As head of packaging M&A at Moorgate Capital, occasional skier and polo fan Nicholas Mockett has spent two decades advising the global packaging industry to help maximize its performance. In that time, he has seen the market consolidate and change beyond recognition, culminating in last year’s record-setting level of packaging M&A. He is an active Liveryman of the Worshipful Company of Stationers and Newspapermakers, and has recently concluded a 10-year term with charity Breast Cancer Care as a trustee.
Labels & Labeling (L&L): Who is Moorgate Capital and what is your role at the company?
Nicholas Mockett (NM): Moorgate Capital is a corporate finance and mergers and acquisitions (M&A) advisory firm. This means that it helps people to buy and sell companies, as well as other corporate finance assignments such as raising capital (equity and debt), management buy-outs and defending against hostile bids. Its clients are multinational public companies, private equity houses and their portfolio companies, management teams, family businesses, banks and lending institutions and state owned enterprises. Moorgate works with clients around the globe in America, Asia, Australasia, Latin America, the Middle East and Africa, as well as throughout Europe – east and west. Most of the deals are in the 100 million USD to one billion USD value range although some mandates have been for transactions of several billion dollars. Moorgate’s key differentiator, compared with the bulge bracket multi-faceted investment banks, is that it does not compete against clients or expect them to borrow money. My role is to head up our specialism in the packaging related industries, the sector I have covered for over 20 years.
L&L: How did you come to be involved with packaging M&A?
NM: Early on in my corporate finance career I realized that understanding the client’s industry was critically important. So, I decided to pick one sector and focus on it exclusively. By then, I‘d advised on transactions in retail, building products, packaging and IT. At that time, pharmaceutical manufacturers were going through a massive wave of consolidation, such as Glaxo merging with Wellcome, so I applied some business school training, including Porters 5 Forces, and concluded that suppliers to the pharmaceutical industry would need to consolidate, hence packaging. It proved to be an excellent decision. At that juncture there were about 25 public packaging companies listed on the London Stock Exchange. Packaging even had its own sector heading in the stock price pages of the Financial Times. Now there are only three or four PLCs. With the move from public ownership, investment banks can no longer sell broking or analyst services, and without those departments sourcing deal leads, to throw over the ‘Chinese Wall’ to the corporate finance department, those investment banks discontinued dedicated corporate finance coverage for packaging. I was fortunate to have the then world’s largest packaging company, Stone Container Corporation of Chicago, as my first client and MY Holdings, which was listed on the London Stock Exchange, as my second. Now 20 years on, I have never looked back and enjoy great relations with the industry which is packed with talent yet remarkably down to earth.
L&L: How big is the appetite for M&A in the packaging market at the moment? How does this compare historically?
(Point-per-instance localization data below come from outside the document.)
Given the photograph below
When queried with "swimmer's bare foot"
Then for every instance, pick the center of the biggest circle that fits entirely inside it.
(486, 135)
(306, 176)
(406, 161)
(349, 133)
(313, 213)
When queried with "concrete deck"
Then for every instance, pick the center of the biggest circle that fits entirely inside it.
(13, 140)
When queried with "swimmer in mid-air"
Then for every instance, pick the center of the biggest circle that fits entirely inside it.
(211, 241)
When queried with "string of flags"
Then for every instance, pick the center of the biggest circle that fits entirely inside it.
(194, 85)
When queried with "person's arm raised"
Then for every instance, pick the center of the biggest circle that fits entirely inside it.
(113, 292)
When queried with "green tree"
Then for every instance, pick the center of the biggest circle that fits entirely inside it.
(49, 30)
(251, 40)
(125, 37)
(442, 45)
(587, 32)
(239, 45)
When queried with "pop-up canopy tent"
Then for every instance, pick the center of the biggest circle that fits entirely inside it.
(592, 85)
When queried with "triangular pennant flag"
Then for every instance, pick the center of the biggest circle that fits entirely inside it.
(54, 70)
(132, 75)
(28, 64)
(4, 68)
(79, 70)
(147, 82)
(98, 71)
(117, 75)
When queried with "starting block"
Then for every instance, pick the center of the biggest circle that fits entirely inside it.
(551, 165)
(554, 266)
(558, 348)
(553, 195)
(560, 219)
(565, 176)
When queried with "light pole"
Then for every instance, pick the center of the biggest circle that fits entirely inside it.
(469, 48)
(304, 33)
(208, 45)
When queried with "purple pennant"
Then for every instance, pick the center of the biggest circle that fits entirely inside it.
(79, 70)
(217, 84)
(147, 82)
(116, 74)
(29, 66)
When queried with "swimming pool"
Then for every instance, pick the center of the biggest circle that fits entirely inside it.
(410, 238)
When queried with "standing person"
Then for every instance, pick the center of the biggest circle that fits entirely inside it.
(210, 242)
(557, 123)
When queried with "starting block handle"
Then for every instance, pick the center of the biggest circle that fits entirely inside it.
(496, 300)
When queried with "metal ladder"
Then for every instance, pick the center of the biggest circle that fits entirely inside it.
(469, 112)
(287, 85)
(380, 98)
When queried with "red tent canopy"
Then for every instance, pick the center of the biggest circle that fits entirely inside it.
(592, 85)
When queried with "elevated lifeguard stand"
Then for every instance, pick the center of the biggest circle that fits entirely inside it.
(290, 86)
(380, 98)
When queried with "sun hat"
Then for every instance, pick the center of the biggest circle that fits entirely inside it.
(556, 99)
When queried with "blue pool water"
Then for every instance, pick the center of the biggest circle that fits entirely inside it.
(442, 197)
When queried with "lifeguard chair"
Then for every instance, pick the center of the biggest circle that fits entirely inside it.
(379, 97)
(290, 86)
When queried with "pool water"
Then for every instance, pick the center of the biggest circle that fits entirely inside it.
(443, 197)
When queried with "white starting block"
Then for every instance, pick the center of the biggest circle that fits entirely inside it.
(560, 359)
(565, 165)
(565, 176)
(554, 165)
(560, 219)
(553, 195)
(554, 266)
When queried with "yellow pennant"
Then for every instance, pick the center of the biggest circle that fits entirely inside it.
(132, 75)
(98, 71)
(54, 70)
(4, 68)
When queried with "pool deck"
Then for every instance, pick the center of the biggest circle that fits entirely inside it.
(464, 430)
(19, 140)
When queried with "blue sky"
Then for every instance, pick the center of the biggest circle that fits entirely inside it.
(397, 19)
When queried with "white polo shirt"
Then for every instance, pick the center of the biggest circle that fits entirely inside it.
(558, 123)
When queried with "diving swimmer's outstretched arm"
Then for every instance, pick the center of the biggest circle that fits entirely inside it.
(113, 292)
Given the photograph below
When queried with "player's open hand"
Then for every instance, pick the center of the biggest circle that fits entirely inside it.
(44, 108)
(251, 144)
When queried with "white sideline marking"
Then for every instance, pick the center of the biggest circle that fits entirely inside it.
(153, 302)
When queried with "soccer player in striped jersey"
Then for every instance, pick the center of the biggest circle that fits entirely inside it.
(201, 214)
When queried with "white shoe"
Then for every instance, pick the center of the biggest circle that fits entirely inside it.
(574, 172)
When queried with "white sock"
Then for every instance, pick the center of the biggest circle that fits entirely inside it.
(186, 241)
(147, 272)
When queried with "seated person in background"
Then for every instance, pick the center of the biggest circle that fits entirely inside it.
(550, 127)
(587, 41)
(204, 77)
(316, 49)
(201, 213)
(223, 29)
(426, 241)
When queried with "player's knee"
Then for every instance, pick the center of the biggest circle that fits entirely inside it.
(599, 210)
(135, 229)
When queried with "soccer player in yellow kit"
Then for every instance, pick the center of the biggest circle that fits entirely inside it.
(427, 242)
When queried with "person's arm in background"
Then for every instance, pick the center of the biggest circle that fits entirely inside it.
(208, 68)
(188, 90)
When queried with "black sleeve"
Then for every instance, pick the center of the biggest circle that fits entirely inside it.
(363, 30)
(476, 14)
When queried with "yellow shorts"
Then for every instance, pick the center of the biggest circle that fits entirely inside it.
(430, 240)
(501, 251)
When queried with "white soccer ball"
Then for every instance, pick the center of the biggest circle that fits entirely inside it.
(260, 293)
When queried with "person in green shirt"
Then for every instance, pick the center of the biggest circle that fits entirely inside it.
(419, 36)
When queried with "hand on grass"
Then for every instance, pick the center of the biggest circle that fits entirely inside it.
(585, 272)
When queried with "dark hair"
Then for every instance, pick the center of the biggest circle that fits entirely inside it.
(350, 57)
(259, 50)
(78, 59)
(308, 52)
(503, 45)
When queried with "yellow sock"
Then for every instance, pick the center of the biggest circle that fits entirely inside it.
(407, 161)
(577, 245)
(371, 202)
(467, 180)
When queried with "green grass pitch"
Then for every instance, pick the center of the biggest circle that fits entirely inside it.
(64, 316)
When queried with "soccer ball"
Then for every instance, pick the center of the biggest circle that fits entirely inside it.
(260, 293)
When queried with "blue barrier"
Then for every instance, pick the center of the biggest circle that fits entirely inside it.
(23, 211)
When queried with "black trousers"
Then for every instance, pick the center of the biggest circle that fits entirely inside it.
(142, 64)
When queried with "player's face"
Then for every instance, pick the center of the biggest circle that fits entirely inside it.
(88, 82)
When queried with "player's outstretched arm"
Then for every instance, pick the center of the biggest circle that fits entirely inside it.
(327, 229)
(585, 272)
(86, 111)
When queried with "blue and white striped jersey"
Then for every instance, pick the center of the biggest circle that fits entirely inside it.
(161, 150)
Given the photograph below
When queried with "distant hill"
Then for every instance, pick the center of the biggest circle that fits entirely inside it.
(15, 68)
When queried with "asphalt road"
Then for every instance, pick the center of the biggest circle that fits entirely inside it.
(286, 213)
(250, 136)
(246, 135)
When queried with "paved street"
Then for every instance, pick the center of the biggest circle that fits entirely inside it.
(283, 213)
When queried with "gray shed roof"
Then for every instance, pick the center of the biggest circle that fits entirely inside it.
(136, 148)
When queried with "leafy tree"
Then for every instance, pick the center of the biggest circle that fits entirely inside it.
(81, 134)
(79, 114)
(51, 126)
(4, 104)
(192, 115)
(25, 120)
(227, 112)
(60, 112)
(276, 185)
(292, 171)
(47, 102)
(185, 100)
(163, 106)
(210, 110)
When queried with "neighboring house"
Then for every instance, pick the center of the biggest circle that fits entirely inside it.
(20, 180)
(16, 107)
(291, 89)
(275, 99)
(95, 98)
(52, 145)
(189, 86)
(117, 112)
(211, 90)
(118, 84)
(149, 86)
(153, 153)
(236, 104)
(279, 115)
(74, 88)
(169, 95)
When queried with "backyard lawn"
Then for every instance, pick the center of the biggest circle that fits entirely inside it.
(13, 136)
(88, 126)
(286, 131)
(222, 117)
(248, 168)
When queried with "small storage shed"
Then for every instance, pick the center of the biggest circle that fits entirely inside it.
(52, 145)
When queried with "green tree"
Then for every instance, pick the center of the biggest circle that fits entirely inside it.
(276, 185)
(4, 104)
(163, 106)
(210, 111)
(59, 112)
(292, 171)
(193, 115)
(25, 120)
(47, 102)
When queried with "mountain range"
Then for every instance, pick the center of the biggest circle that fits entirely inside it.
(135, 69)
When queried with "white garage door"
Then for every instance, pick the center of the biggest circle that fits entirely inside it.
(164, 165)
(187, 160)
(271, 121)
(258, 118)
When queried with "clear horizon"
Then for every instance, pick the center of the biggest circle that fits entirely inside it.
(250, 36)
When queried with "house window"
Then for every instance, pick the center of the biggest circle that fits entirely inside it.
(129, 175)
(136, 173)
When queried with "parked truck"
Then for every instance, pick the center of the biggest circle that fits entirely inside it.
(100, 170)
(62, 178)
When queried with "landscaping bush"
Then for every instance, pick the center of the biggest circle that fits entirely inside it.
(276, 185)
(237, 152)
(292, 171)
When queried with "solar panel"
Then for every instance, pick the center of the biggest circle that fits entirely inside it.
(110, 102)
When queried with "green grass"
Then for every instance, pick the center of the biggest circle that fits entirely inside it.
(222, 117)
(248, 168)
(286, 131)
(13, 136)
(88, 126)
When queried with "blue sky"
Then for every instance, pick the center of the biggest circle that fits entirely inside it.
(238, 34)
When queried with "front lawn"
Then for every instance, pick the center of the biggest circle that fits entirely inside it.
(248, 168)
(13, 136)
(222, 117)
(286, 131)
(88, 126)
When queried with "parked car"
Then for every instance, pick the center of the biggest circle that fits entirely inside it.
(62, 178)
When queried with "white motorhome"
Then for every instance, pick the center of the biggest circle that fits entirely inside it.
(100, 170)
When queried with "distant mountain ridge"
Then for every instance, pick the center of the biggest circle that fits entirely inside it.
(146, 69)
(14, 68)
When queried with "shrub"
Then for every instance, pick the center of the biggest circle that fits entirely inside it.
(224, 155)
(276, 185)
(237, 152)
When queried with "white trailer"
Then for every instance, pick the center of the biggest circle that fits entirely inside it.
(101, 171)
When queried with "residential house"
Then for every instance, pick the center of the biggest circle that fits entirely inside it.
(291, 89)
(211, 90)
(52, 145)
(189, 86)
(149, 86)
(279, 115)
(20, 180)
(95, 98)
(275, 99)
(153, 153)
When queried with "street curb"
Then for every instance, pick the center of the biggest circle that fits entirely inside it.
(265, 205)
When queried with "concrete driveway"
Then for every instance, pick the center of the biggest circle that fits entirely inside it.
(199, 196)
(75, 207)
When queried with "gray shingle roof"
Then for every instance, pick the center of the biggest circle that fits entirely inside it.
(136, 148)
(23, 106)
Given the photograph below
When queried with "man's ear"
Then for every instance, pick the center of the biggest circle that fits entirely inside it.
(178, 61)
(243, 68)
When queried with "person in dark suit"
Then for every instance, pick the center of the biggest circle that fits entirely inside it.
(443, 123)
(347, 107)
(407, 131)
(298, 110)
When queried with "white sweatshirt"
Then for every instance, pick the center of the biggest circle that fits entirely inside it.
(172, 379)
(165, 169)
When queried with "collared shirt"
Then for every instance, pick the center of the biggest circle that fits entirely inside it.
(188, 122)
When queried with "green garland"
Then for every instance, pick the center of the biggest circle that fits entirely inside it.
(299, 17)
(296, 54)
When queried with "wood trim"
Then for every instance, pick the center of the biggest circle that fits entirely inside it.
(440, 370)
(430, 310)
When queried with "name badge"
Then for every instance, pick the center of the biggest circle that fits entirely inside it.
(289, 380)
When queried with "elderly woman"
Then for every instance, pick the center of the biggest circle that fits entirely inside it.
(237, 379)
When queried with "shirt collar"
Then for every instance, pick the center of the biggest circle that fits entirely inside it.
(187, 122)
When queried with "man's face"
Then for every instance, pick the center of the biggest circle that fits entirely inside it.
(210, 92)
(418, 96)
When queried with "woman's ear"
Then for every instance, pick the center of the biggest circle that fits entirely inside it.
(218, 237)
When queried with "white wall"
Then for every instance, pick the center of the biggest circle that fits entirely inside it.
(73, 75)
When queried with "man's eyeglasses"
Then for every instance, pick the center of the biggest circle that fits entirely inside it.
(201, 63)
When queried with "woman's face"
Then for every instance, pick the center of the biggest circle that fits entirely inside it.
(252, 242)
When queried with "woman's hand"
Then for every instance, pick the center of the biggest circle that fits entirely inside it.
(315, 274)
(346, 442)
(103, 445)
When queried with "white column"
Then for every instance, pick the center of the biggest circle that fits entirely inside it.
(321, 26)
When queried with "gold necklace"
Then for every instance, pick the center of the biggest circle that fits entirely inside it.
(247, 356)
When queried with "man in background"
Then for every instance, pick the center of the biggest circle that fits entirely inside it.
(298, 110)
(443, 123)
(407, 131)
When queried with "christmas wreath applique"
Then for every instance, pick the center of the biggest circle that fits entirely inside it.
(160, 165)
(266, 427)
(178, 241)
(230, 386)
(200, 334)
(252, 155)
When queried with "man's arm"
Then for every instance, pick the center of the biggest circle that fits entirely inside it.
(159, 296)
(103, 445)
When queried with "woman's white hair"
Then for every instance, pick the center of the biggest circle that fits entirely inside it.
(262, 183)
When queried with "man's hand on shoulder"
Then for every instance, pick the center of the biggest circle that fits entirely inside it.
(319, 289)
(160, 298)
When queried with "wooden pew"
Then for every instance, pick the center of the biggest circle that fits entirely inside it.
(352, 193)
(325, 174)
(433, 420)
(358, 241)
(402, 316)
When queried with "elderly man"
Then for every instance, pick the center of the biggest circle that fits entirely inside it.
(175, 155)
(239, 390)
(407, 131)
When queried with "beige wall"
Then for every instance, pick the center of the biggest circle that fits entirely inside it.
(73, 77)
NM: It has never been bigger. 2015 saw the highest ever level of packaging M&A with over 35 billion USD of deals – even higher than the 33 billion USD 2007 peak before the credit crunch. We’re continuously educating investors of the merits of the packaging industry. For example, over a 10-year period from 2005 to 2015, with 100 GBP invested in the FTSE100 (the largest 100 companies quoted on the London Stock Exchange) the value would have grown by 1.5 percent. In the Containers & Packaging index it would have been 61.8 percent. You would be surprised how many financial institutions, including private equity houses, have become much more interested in packaging M&A armed with that data.